Speaking to Express.co.uk, the Labour peer, founder of Blue Labour and staunch supporter of Jeremy Corbyn, argued the democratic decision to leave the EU in the 2016 Brexit referendum meant freeing the UK from all its core institutions – including the single market and the customs union. Asked whether he believed Jeremy Corbyn’s plan to agree to a customs union arrangement with the EU and a close relationship with the single market would be the optimal solution to the Brexit impasse, Lord Glasman argued that there is a much more “straight forward” alternative to his leader’s plan.
He said: “It’s really quite straight forward. To leave, when we voted to leave, we voted to leave the sovereignty of the European Court of Justice.
“So ultimately, in our politics, we can’t do anything because the European court says that we can’t.
“And that’s basically in the Lisbon Treaty, which is based on the four freedoms, movement of people, money, goods and services.
“So you can’t interfere with the market. It’s effectively illegal to oppose capitalism.
“So I support leaving the EU sovereignty of the ECJ, leaving the customs union, and leaving the single market.
“I think that’s what Leave means, so that’s what I’m in favour of.”
Mr Corbyn and Prime Minister Theresa May have been locked in key discussions this month whilst an impasse on her Brexit deal is sought.
So far no breakthrough has been made and now Mr Corbyn says the talks are on the brink of failing.
According to The Sun, he said: “We’ve put those cases very robustly to the Government and there’s no agreement as yet.

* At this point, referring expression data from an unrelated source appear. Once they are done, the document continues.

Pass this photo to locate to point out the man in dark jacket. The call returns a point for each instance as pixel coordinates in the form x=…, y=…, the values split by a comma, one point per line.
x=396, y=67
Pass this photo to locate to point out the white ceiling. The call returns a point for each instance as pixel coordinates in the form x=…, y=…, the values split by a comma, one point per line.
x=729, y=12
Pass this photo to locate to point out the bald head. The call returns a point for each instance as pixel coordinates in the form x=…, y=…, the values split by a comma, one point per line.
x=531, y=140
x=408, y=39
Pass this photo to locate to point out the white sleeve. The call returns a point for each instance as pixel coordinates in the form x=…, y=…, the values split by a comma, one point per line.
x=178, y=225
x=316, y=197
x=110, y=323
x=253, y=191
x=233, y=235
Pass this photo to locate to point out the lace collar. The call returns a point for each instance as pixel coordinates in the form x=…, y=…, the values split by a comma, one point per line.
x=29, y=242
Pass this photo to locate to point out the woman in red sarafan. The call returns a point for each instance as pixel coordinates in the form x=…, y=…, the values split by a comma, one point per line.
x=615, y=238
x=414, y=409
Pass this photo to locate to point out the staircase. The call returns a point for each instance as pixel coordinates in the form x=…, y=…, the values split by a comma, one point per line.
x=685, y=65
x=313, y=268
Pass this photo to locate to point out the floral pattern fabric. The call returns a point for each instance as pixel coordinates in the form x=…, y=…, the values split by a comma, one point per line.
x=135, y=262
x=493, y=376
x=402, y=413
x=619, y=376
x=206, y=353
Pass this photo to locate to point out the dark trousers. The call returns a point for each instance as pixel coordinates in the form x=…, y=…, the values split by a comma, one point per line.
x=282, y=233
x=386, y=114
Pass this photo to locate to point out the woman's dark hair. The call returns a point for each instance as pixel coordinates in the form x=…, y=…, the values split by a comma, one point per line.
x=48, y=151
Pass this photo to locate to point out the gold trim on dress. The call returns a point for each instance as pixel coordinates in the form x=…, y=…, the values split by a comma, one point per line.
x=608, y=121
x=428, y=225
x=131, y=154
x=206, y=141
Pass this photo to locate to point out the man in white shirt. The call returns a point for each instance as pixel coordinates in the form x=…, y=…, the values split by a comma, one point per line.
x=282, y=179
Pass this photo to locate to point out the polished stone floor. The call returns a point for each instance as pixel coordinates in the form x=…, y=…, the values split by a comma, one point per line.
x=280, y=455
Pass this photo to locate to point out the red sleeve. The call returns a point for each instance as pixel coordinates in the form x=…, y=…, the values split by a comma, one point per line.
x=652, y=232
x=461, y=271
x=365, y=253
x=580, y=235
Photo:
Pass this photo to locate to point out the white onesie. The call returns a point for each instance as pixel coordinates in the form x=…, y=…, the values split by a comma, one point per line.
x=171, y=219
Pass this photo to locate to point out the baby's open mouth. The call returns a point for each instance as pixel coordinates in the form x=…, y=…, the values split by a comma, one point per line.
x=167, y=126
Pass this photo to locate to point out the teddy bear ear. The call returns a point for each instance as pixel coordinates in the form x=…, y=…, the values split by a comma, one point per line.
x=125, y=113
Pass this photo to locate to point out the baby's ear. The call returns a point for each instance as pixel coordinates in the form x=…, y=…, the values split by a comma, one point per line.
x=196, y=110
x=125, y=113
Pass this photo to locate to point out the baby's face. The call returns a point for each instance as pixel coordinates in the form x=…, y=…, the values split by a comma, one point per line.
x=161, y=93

“The Government doesn’t appear to be shifting the red lines because they’ve got a big pressure in the Tory party that actually wants to turn this country into a deregulated low-tax society which will do a deal with Trump.
“I don’t want to do that.”
Mr Corbyn added: “We’ve lost a lot of time by the dithering of the Government on bringing issues to Parliament.”
Mrs May is keen to strike a deal with the US President in a bid to get access to their huge market.
If the UK stayed in the EU’s customs union, any such deal would be off the table due to its terms.
Should Mrs May and Mr Corbyn fail to reach a deal, indicative votes on Brexit scenarios would once again be put to Parliament.